Before implementing a test, plan it well and determine how the test is likely to improve conversions. You should of course set up goals in Google Analytics for measurable results and use appropriate software. You can carry out testing manually, using your own calculations or use a template such as the one prepared by Visual Website Optimizer. Alternatively (or additionally), there’s a free online A/B test significance tool that you can use, which is created by the same people.

Note: You can also use Google Analytics Content Experiments to perform testing.

Google Analytics Content Experiments

You should also realize that there’s no rush and you will have to exercise patience if you want to gain winning results — it’s likely that the tests will take weeks or even months to complete.

Additionally, you should:

Test only one page at a time, or even one element on a page.
Select pages that have a high bounce/exit rate.
Expect a bare minimum of 1000 visitors before seeing any results.
Be prepared for failure; very few tests are successful the first time around.
Understand that A/B testing has a learning curve.
Be patient.
Understand your customer.

Says the Miva Merchant blog:

“Going into it knowing that 7 out of 8 of your tests will produce insignificant improvements will likely prevent you from un-real expectations. Stick with it, and don’t give up after multiple insignificant results.”

If your testing is going to be a success, it’s important to know your audience, too. Creating a buyer persona is something that should always be carried out before the design and development phase, but many businesses fail to understand the importance of this. If you don’t know who you’re addressing, then how can you possibly even attempt to give them what they want?

It’s all in the planning, as it is for pretty much every aspect of business. In order to gain conversions, it’s always necessary to do your research, no exceptions.

Final Thoughts

Martin Goodson recommends that, should you perform A/B tests and not see any real uplift, or uplift isn’t maintained, then it’s always worth carrying out the test again to check to see whether it was carried out effectively in the first instance. He also points out that estimated uplift from testing is often overestimated (the ‘winner’s curse’) and this is especially true for those with a small sample size.
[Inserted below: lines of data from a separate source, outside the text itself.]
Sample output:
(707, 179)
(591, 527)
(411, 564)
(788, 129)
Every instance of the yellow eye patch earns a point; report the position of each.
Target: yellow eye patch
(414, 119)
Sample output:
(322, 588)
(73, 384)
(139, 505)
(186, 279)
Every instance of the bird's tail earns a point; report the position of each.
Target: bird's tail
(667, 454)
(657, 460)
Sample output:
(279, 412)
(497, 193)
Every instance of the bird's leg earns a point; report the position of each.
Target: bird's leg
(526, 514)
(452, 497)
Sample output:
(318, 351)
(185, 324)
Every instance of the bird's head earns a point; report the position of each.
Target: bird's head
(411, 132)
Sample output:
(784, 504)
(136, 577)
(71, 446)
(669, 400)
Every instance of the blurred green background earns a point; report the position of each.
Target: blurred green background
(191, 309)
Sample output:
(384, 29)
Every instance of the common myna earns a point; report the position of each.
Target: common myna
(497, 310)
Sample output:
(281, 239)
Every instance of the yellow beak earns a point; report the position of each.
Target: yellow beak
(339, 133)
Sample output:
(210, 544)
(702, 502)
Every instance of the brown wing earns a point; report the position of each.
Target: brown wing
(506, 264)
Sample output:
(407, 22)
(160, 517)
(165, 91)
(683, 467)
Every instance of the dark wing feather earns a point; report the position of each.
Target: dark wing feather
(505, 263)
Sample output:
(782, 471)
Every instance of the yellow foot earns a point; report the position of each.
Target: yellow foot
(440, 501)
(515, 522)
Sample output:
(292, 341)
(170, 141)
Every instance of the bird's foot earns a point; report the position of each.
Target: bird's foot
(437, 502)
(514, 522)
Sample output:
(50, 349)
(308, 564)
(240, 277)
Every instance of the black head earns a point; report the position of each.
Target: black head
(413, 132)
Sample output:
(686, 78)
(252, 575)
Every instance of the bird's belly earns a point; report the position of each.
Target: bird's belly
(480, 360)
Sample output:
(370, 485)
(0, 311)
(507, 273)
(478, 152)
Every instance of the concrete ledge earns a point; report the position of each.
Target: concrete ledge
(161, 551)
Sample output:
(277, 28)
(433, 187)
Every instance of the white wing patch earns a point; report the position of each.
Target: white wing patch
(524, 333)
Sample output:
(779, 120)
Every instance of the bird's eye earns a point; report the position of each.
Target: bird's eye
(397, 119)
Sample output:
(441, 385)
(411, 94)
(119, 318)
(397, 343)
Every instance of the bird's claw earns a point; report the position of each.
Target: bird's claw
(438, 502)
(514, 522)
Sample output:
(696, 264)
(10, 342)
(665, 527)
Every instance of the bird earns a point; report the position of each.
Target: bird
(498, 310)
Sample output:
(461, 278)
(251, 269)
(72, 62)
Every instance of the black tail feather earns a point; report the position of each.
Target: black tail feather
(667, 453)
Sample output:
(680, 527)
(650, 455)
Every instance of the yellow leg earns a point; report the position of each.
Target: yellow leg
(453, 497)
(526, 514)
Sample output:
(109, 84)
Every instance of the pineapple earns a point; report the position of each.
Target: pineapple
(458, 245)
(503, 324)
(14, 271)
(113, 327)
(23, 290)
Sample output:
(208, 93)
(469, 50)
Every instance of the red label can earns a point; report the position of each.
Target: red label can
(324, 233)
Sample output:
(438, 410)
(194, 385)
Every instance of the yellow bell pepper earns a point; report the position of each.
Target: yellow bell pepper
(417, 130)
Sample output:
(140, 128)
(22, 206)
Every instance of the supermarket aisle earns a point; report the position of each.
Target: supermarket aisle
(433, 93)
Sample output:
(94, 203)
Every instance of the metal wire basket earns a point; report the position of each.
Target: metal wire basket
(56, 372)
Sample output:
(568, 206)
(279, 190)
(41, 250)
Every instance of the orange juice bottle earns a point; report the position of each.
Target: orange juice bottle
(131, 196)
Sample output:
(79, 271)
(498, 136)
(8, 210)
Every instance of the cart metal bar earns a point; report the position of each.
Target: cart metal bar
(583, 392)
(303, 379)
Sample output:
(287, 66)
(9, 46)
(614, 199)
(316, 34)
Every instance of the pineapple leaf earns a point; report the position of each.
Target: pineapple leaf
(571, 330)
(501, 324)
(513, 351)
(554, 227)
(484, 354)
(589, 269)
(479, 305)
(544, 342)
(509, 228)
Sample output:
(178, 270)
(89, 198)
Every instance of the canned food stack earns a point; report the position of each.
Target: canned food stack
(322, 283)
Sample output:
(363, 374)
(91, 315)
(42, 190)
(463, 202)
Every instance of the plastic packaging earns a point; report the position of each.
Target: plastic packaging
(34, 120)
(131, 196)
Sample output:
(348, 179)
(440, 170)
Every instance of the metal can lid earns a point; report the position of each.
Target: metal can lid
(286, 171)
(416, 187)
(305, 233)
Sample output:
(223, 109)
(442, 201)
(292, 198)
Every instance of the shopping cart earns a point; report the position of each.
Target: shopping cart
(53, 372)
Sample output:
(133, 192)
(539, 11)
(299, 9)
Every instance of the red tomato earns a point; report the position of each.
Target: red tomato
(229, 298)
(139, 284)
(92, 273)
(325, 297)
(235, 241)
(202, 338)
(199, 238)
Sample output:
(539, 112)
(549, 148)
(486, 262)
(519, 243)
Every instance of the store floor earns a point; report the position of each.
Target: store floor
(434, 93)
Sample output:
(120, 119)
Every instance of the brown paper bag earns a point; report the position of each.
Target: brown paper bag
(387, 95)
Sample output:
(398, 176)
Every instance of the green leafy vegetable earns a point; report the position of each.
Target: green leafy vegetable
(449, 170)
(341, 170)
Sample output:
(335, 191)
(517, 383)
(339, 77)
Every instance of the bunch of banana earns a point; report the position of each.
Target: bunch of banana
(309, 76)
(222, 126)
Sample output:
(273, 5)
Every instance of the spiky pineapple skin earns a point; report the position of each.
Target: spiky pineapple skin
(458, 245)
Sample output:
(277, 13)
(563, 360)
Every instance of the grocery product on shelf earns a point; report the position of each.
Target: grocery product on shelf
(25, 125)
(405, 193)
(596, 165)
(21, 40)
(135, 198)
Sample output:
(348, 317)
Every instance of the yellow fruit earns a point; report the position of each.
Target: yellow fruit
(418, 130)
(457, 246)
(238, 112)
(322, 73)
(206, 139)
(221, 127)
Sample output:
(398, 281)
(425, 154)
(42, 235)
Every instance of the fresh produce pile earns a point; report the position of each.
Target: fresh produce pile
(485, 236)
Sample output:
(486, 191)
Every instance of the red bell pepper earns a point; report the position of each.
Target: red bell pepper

If you do have a small sample, then ask yourself if it’s worth carrying out testing at this stage, as the results you’ll gain may not be very accurate at all. If this is the case, then you run the risk of making changes that will alienate future visitors.

A/B testing does have value, but if not carried out correctly, it will return false results. Even if it is done right, there’s no guarantee that it will be successful — so be prepared for this before you begin. Do your research, understand your goals and set up the test properly, while all the time exercising patience and you will get there.